As Charlotte and Ellen put their heads together to chase clues, Gilbert cleverly inserts enough damning evidence to make any one of the suspects the murderer, and Charlotte and Ellen have to sort through the many clues to weed out all but the true killer.
The story is well laid out, with an interesting aside—a spy story. It should be noted that the spy story is strictly an aside to introduce a male character, Gavin Howard, into the main story.
And what about that second story? Gavin Howard is living at Ellen’s house with a direction from his bosses at the Fed to ferret out the truth about a situation in which Ellen, and Charlotte’s great aunt Isabella Harrington, participated several decades earlier. His direction is to protect Ophelia Sandburg who was an unwitting participant in the earlier situation.
This second story has great potential but weakens as the story progresses until it disappears entirely.
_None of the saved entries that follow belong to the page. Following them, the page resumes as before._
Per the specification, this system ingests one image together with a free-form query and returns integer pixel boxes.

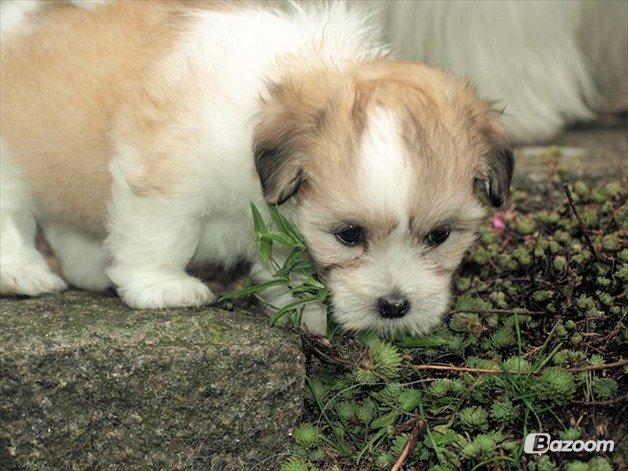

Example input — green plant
[459,406,488,431]
[224,204,330,326]
[533,368,576,404]
[236,178,626,470]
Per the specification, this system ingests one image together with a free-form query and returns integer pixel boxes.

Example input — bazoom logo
[524,433,614,455]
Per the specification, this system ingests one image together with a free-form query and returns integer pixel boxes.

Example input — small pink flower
[492,211,506,231]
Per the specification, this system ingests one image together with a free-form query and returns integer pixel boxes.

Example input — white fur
[0,0,41,41]
[0,0,107,43]
[325,108,455,335]
[100,4,382,331]
[0,141,67,296]
[359,107,411,219]
[371,0,626,143]
[68,0,108,11]
[42,223,111,292]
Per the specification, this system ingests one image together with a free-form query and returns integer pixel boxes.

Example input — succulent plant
[461,441,481,459]
[588,354,604,366]
[490,326,516,348]
[390,433,414,458]
[474,433,497,454]
[371,341,402,381]
[570,333,583,346]
[373,452,392,470]
[357,398,377,425]
[532,290,552,302]
[354,368,378,385]
[573,181,589,199]
[455,276,471,291]
[468,357,498,370]
[502,356,532,373]
[448,378,466,395]
[601,235,621,252]
[603,181,622,198]
[376,383,405,407]
[576,295,596,310]
[533,368,576,404]
[280,458,311,471]
[490,399,518,423]
[592,377,618,399]
[552,350,569,365]
[293,423,322,449]
[473,248,490,265]
[428,379,450,397]
[335,400,357,421]
[449,312,482,333]
[515,216,536,235]
[559,427,581,441]
[459,406,488,431]
[529,455,557,471]
[553,255,567,272]
[564,460,589,471]
[398,388,422,412]
[429,465,454,471]
[513,247,532,266]
[587,457,613,471]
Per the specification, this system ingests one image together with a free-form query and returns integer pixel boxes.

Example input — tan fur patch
[0,1,196,233]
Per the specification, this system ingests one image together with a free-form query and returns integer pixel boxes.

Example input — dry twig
[411,359,627,375]
[572,394,628,407]
[391,416,425,471]
[450,308,543,316]
[562,183,599,258]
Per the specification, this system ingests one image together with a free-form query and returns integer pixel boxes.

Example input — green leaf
[269,205,307,248]
[369,411,399,430]
[396,336,448,348]
[428,428,456,446]
[250,202,268,235]
[220,279,288,300]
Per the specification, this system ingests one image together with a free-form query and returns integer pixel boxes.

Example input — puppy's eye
[427,227,450,246]
[334,224,364,246]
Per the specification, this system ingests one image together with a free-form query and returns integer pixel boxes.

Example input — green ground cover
[232,162,626,470]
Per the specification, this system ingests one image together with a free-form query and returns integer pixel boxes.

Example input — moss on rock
[0,291,305,469]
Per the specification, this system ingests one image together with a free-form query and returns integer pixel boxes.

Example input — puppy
[0,1,513,335]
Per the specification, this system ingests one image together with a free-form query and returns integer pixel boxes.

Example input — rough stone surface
[0,291,305,470]
[514,122,627,184]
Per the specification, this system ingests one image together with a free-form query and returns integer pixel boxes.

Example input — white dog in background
[374,0,628,143]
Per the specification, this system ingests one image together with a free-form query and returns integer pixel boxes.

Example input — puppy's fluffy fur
[0,0,513,335]
[374,0,628,143]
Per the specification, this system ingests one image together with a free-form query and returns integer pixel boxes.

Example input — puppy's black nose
[377,295,410,319]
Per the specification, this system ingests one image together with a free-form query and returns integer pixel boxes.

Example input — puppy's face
[254,62,513,335]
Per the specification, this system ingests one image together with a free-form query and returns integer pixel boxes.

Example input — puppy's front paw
[1,262,68,296]
[118,273,215,309]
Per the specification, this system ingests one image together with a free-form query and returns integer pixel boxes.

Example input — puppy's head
[254,62,513,335]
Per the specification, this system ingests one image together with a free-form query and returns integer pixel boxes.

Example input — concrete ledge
[0,291,305,469]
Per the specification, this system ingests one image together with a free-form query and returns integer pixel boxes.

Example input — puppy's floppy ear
[254,146,304,205]
[473,107,515,208]
[253,77,331,205]
[476,145,514,207]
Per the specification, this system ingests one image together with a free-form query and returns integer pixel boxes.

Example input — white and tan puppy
[0,1,513,335]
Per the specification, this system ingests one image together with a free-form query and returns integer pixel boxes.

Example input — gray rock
[0,291,305,470]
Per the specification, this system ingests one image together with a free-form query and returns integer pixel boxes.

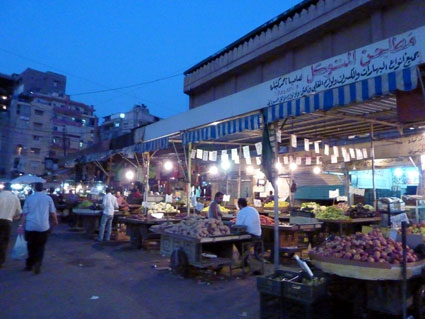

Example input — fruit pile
[347,204,376,218]
[202,204,230,213]
[300,202,325,214]
[165,217,231,239]
[316,206,349,220]
[264,201,289,208]
[312,229,418,264]
[403,222,425,238]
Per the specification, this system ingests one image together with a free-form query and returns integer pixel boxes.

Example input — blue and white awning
[182,113,261,145]
[264,67,418,123]
[134,136,169,153]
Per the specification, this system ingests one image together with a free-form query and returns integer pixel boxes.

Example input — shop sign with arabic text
[266,25,424,106]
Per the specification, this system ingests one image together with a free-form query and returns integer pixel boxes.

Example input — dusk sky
[1,1,302,120]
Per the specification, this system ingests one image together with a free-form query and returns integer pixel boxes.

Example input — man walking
[20,183,58,274]
[98,187,118,242]
[0,183,22,268]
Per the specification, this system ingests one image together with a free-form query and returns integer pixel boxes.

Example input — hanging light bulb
[246,165,254,174]
[209,165,218,175]
[255,170,265,179]
[275,161,282,170]
[289,162,297,171]
[220,160,231,170]
[125,170,135,180]
[164,161,173,171]
[313,166,321,175]
[394,168,403,178]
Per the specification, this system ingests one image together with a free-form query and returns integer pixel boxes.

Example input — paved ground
[0,222,261,319]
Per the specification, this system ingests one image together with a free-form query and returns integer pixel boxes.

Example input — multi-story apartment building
[0,68,98,178]
[99,104,159,140]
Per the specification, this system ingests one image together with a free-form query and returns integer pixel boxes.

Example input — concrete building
[99,104,159,140]
[0,69,98,178]
[184,0,425,110]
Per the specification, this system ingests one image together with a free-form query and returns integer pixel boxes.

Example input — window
[52,138,57,144]
[33,135,41,141]
[79,141,84,148]
[34,109,44,116]
[17,104,31,118]
[53,126,58,131]
[30,148,40,154]
[33,122,42,128]
[114,122,120,127]
[30,161,39,168]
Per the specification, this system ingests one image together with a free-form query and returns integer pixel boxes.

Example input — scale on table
[378,197,406,227]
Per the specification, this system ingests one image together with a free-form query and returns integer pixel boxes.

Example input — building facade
[184,0,425,110]
[0,68,98,178]
[99,104,159,140]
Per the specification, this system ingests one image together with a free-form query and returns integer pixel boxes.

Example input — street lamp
[313,166,321,175]
[220,160,231,171]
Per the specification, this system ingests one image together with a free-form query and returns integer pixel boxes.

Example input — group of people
[208,191,262,237]
[0,182,57,274]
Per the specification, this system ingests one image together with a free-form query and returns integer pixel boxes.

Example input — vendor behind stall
[115,190,128,208]
[208,192,224,219]
[264,191,274,204]
[235,198,261,237]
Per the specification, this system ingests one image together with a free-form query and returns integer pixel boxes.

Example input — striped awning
[264,67,418,123]
[182,113,262,144]
[134,136,169,153]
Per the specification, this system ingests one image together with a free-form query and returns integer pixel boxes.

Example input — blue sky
[1,1,302,119]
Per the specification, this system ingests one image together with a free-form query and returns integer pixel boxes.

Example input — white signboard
[231,148,238,160]
[304,139,310,151]
[324,144,329,156]
[243,145,250,159]
[196,149,203,159]
[306,157,311,165]
[245,157,251,165]
[329,189,340,199]
[314,141,320,154]
[291,135,297,148]
[190,149,196,159]
[253,199,262,207]
[255,142,262,155]
[333,146,339,157]
[266,27,423,107]
[210,151,217,161]
[202,151,209,161]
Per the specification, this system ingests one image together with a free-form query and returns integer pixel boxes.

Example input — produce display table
[118,217,182,249]
[318,217,381,236]
[261,224,322,257]
[154,230,252,277]
[309,252,425,316]
[72,209,122,235]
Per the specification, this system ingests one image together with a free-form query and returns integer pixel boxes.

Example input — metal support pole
[344,166,351,205]
[401,221,407,319]
[273,130,280,271]
[187,143,192,216]
[143,153,150,215]
[106,156,113,185]
[237,146,242,199]
[371,124,377,209]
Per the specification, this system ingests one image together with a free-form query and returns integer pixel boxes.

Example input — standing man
[0,183,22,268]
[208,192,224,219]
[20,182,58,274]
[98,187,118,242]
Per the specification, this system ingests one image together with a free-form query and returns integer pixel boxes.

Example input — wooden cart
[309,252,425,317]
[155,230,252,277]
[118,217,182,249]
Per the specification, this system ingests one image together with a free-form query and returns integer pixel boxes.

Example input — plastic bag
[12,234,28,260]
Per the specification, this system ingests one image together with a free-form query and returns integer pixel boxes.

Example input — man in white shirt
[236,198,261,237]
[0,183,22,268]
[20,182,58,274]
[98,188,119,241]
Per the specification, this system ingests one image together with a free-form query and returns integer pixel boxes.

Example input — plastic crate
[284,278,327,305]
[257,270,300,297]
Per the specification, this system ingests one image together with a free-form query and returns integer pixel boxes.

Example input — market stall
[72,208,123,235]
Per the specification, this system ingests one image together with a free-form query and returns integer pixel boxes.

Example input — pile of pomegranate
[312,229,418,264]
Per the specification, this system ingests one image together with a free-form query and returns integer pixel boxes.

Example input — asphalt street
[0,222,260,319]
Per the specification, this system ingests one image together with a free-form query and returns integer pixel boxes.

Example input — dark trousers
[0,219,12,265]
[24,230,49,267]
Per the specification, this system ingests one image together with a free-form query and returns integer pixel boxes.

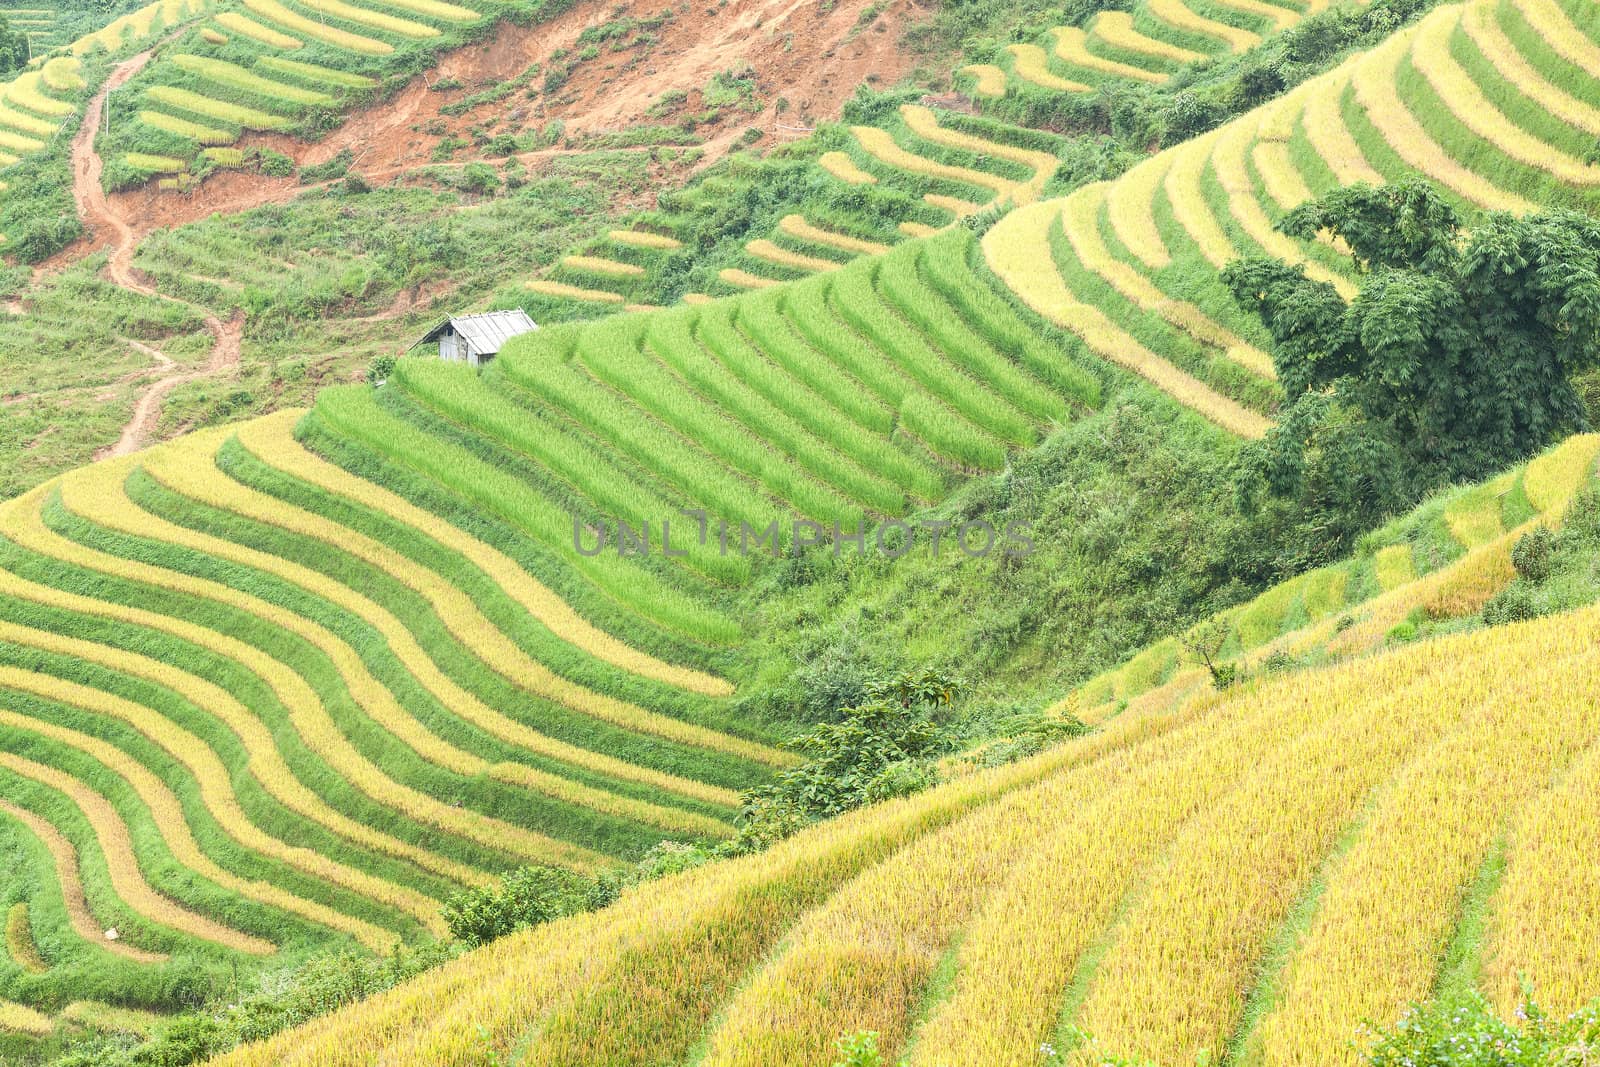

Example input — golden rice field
[196,431,1600,1065]
[982,0,1600,433]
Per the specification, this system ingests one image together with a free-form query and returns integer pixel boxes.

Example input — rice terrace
[3,0,1600,1057]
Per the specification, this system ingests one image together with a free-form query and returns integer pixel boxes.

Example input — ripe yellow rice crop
[526,278,624,303]
[777,214,889,256]
[123,440,731,846]
[140,436,767,772]
[1248,628,1600,1067]
[682,292,715,304]
[1212,108,1359,297]
[923,192,984,217]
[898,221,939,237]
[1145,0,1258,51]
[1299,67,1384,186]
[1162,132,1242,270]
[1104,151,1174,270]
[1484,727,1600,1015]
[900,104,1060,203]
[562,254,645,278]
[296,0,438,37]
[57,1001,165,1034]
[0,750,274,954]
[819,150,876,184]
[145,86,289,130]
[201,27,228,42]
[1092,12,1205,63]
[744,239,840,273]
[6,71,71,118]
[6,903,47,974]
[0,497,496,890]
[1060,183,1276,379]
[0,1000,51,1037]
[1409,8,1600,185]
[1004,43,1090,92]
[1521,430,1600,518]
[171,54,335,106]
[241,414,731,697]
[718,268,779,289]
[1251,139,1313,210]
[0,796,165,963]
[608,229,682,250]
[984,200,1271,438]
[852,125,1013,199]
[203,147,246,166]
[921,619,1508,1066]
[695,705,1214,1067]
[214,11,302,47]
[1460,1,1600,135]
[256,56,376,87]
[122,153,188,173]
[0,101,57,137]
[1077,620,1599,1067]
[41,57,85,92]
[0,694,402,952]
[1347,23,1537,213]
[242,0,393,53]
[0,604,455,926]
[140,110,235,146]
[1050,26,1166,82]
[363,0,479,21]
[960,63,1006,97]
[1511,0,1600,82]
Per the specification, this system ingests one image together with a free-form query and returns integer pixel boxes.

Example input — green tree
[1223,179,1600,553]
[0,14,29,74]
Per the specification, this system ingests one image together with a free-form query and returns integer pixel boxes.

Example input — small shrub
[1366,994,1600,1066]
[441,865,596,947]
[1511,526,1556,583]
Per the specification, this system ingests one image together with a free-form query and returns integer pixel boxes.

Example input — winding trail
[73,40,244,460]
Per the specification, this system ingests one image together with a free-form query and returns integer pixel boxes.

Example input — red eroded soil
[86,0,925,246]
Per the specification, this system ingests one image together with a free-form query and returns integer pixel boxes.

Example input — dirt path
[74,41,244,460]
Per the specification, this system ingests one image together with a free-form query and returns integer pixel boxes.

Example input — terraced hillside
[197,433,1600,1067]
[5,0,1600,1047]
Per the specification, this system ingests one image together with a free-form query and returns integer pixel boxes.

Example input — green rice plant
[256,55,377,88]
[645,311,906,514]
[392,359,744,583]
[734,290,898,435]
[898,390,1008,470]
[0,795,166,963]
[139,110,236,146]
[144,86,290,130]
[876,244,1068,423]
[214,11,303,48]
[827,260,1036,446]
[5,902,48,974]
[314,385,739,643]
[699,304,945,500]
[916,231,1102,409]
[572,316,865,525]
[241,0,393,54]
[169,54,336,107]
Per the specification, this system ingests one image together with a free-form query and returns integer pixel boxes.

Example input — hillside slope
[197,437,1600,1067]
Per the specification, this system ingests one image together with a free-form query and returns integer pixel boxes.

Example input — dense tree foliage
[1223,179,1600,554]
[0,15,29,74]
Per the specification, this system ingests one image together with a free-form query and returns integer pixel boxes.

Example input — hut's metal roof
[412,309,538,355]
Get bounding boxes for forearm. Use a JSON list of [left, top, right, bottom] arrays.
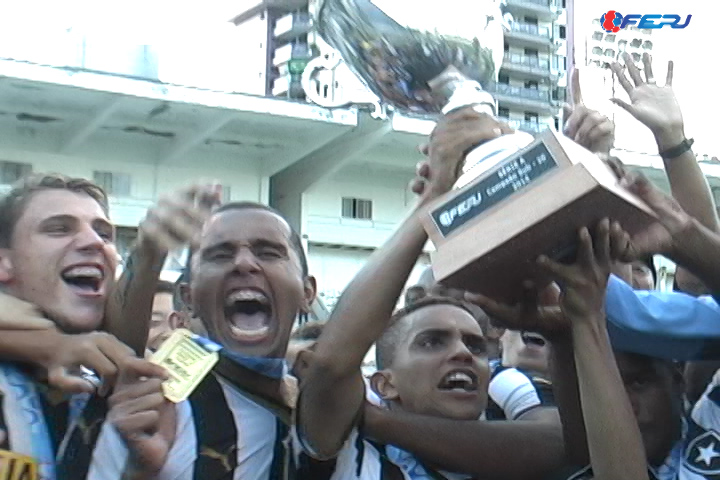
[[658, 130, 719, 293], [657, 131, 717, 231], [105, 243, 167, 356], [549, 335, 588, 464], [0, 327, 62, 372], [668, 217, 720, 294], [365, 408, 564, 479], [572, 320, 649, 480], [300, 201, 430, 457], [312, 201, 431, 376]]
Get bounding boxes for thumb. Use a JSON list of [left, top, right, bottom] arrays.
[[562, 103, 573, 120], [119, 358, 169, 386]]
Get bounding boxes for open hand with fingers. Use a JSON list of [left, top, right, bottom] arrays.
[[537, 219, 631, 324], [138, 184, 222, 254], [108, 357, 174, 479], [610, 53, 685, 150], [563, 69, 615, 155], [619, 171, 692, 258], [465, 282, 569, 340]]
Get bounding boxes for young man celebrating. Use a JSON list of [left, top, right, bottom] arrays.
[[0, 173, 166, 479], [295, 109, 565, 480]]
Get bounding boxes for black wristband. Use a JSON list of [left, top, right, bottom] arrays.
[[659, 137, 694, 160]]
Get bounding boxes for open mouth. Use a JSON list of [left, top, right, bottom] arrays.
[[438, 369, 479, 393], [61, 265, 104, 294], [224, 288, 273, 343], [522, 332, 547, 348]]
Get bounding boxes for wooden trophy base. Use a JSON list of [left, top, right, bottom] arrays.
[[420, 129, 657, 303]]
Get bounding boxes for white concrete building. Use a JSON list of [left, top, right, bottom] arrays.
[[0, 2, 717, 317], [499, 0, 568, 134]]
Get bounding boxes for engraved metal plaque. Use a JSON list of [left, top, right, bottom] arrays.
[[430, 141, 558, 238]]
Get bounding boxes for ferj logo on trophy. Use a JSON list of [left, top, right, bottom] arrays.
[[302, 0, 656, 301]]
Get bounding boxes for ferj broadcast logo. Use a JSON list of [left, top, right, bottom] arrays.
[[600, 11, 691, 32]]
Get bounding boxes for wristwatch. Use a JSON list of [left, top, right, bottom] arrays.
[[659, 137, 694, 160]]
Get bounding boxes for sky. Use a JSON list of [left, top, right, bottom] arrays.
[[573, 0, 716, 156], [0, 0, 713, 154]]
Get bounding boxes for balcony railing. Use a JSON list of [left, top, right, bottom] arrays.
[[507, 0, 554, 7], [491, 83, 552, 103], [503, 53, 551, 70], [498, 117, 551, 134], [508, 22, 551, 38]]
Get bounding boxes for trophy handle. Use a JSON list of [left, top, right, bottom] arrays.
[[301, 53, 387, 119]]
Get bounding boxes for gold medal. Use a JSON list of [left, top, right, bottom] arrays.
[[0, 450, 38, 480], [150, 329, 221, 403]]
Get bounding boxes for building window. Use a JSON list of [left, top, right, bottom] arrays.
[[559, 26, 566, 39], [524, 80, 539, 90], [592, 32, 603, 41], [504, 43, 509, 52], [93, 171, 132, 197], [524, 112, 539, 123], [498, 74, 510, 84], [498, 107, 510, 118], [524, 16, 538, 25], [554, 117, 560, 130], [524, 48, 539, 58], [341, 197, 372, 220], [0, 160, 32, 185]]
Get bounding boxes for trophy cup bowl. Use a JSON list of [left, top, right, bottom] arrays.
[[310, 0, 657, 301]]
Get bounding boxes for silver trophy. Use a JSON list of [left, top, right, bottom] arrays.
[[303, 0, 535, 187]]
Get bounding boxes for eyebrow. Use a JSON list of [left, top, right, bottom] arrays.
[[252, 239, 288, 251]]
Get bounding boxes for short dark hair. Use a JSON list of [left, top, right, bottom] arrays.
[[291, 321, 325, 341], [203, 201, 309, 276], [0, 173, 109, 247], [376, 296, 477, 370]]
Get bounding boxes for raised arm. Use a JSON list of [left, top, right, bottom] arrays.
[[299, 110, 509, 459], [611, 53, 718, 293], [104, 185, 220, 355], [540, 221, 649, 480]]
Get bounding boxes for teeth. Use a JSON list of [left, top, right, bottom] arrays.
[[447, 372, 473, 384], [225, 289, 268, 306], [63, 266, 103, 279]]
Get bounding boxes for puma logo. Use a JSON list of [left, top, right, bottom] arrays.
[[200, 444, 237, 472]]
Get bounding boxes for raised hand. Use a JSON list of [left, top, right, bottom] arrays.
[[619, 171, 691, 258], [465, 282, 569, 340], [537, 221, 617, 322], [563, 68, 615, 155], [138, 184, 222, 254], [108, 357, 174, 479], [424, 109, 513, 197], [610, 53, 684, 149]]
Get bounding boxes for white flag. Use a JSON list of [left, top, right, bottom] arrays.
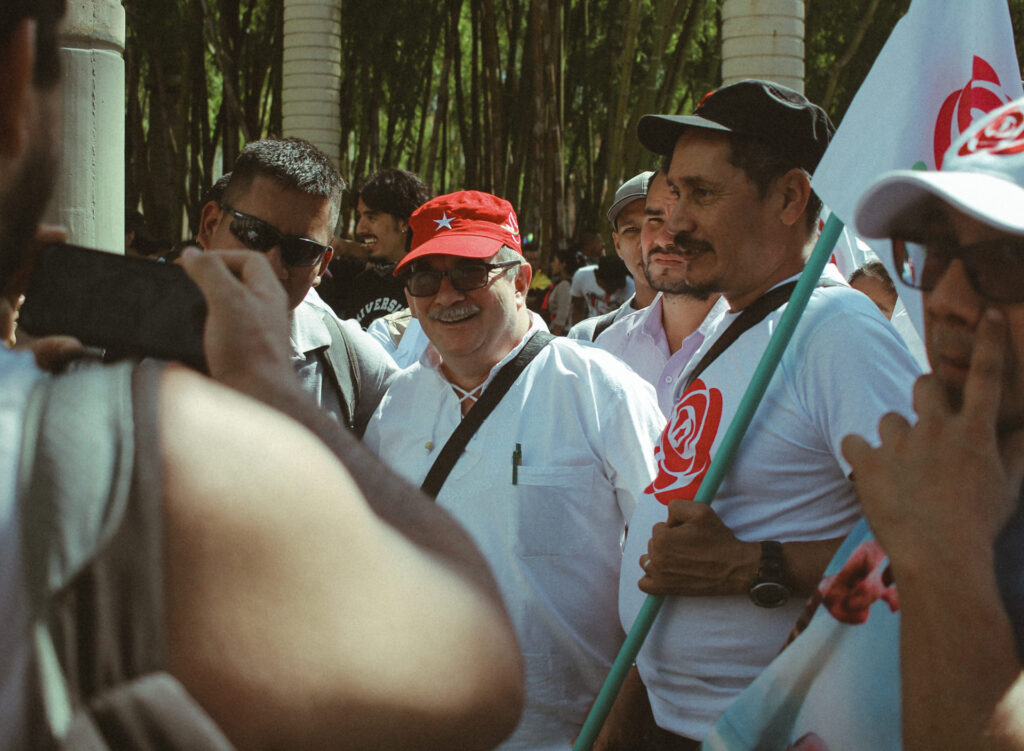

Again, it is apparent that the purpose of the second story was to introduce Gavin as a possible, future romance partner for Charlotte.
Gilbert has woven plagiarism, ghostwriting, and burnout into the reasons for murder, making for a deep plot that unfolds well.
Gilbert presentsd a good story, a fast read, and enough clues, red herrings, foreshadowings, and questions to keep the pages turning.
Look for the next one in this series—it should be as good as this one.